However, one little known fact about the instrument is that it comes in various sizes from treble to great bass (a 32’ instrument) and Agris devoted himself to mastery of the instrument as no one had before him, or indeed has bothered to since. During his 17 years at Riga Conservatoire a stream of works for tromba marinas and conches of all shapes and sizes poured from his indefatigable pen. As a memorial to his father, Agris also composed a Requiem for 15 bass voices and a large ensemble of bass tromba marinas and bass conches. The first performance at St Herbert’s Cathedral, Liepāja on 13 November 1699 is said to have profoundly moved auditors, most of them out of the cathedral, where they burst into tears. Accounts that claim that these tears were accompanied by hysterical laughter have never been substantiated.

 

By 1707 Riga Conservatoire was understandably somewhat sick of the sight of Agris Culturovics, not to mention the sound of his interminable musical outpourings, which he would each year persuade innocent, newly arrived students to perform. One morning in July he was de-fenestrated by the viola da gamba faculty, fortunately (in the charitable view; others had – and have- a different opinion) sustaining no damage to his person since he landed in a deep pile of horse manure. Culturovics got the message, but the experience would leave him with a profound hatred of the viol and viol players, which, as we will see, he was to put to good use. 

 

Forced out into the world for the first time, Culturovics made his way to the small state of Battenberg-Kuchen-Battenburg, famous for being the sole electorate in north Germany to have been by-passed entirely by the 30 Years War.

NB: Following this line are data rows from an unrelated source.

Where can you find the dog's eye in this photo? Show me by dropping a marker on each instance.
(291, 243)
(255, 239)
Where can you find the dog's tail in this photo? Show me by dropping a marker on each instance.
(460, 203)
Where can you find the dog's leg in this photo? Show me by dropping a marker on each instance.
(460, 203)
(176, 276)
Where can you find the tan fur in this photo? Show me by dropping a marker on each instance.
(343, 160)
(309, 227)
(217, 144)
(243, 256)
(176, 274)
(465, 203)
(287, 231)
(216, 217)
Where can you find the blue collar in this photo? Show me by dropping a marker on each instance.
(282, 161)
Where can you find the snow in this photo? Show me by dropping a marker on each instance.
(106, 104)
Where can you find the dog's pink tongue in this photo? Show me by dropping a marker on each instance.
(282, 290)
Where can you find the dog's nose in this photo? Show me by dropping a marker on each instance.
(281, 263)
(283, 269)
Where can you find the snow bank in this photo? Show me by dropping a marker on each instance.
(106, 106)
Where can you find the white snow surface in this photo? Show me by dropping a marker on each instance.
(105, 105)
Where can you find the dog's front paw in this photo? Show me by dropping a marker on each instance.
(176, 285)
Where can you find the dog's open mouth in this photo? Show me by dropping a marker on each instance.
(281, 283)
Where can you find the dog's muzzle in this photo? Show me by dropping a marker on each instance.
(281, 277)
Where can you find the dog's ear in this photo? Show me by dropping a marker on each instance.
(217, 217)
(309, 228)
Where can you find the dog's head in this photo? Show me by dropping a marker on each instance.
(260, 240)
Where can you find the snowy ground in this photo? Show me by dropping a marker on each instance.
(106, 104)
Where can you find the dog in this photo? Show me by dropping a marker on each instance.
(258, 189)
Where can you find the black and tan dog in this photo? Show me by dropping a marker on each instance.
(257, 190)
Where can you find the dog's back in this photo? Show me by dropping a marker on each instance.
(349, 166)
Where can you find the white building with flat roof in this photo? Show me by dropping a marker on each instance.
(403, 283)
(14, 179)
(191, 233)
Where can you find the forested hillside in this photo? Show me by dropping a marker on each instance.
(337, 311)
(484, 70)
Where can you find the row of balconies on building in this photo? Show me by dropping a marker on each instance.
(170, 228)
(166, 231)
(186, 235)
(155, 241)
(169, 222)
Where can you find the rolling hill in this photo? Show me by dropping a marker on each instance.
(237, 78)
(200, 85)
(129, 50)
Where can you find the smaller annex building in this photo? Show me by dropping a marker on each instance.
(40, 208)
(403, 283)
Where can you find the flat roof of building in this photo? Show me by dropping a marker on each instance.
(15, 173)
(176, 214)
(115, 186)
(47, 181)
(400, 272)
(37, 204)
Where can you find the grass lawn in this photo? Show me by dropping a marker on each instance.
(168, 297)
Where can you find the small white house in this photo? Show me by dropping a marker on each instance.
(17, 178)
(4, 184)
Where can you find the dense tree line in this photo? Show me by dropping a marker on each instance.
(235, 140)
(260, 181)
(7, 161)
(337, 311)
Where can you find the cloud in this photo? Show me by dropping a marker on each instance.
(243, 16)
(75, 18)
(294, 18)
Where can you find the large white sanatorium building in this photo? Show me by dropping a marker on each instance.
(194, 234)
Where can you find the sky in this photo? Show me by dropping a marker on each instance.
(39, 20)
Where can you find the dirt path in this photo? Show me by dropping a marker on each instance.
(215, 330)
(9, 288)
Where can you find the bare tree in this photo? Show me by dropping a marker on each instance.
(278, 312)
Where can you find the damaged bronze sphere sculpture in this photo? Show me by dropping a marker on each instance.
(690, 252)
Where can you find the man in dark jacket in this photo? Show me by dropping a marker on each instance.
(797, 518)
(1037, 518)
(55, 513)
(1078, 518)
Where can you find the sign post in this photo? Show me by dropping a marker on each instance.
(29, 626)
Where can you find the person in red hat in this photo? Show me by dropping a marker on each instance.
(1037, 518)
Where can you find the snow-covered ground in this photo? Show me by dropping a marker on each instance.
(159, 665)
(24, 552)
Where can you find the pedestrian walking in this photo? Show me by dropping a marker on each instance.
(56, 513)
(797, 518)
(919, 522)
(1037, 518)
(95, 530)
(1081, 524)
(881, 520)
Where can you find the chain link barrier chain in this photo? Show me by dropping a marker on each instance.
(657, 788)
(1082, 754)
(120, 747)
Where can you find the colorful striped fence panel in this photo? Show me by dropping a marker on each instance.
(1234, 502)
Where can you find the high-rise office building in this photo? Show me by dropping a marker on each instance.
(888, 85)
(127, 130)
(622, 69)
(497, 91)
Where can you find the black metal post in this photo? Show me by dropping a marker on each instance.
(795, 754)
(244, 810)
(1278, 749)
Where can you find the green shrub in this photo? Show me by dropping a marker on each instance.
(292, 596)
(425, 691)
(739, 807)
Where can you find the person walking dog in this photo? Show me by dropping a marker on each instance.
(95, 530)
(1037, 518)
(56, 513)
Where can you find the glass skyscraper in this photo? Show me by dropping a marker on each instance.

For some months Culturovics eked out a tiny living in the capital Weisskätzen selling the horse manure he had astutely imported following his misadventure in Riga. Few in B-K-B, he found, were interested in (or had even heard of) the tromba marina or the bucina marina, as the locals, being German, of course insisted on calling the conch. Eventually, however, Agris managed to gain a place as a castrato in the chorus of the Elector Georg Johann Friedrich Wilhelm Eugene Battenberg-Kuchen-Battenberg XXXVIII’s (1677-1708) Kapelle, an organisation notable only for the lack of discrimination it displayed when employing musicians. It took only a very few contorted faces on the part of Culturovics for realisation to dawn that – put colloquially – no way was he a castrato, a point underlined by the cries that had not infrequently been heard coming from the maids’ quarters since Agris had arrived to live in the Elector’s palace. Faced once more with destitution, Culturovics now hit on a brainwave that he hoped would ingratiate him with the Elector. One of  Elector Georg’s greatest pleasures was riding in one of his many barouches, of which Fig. 3 is an illustration of one his particularly stylish models.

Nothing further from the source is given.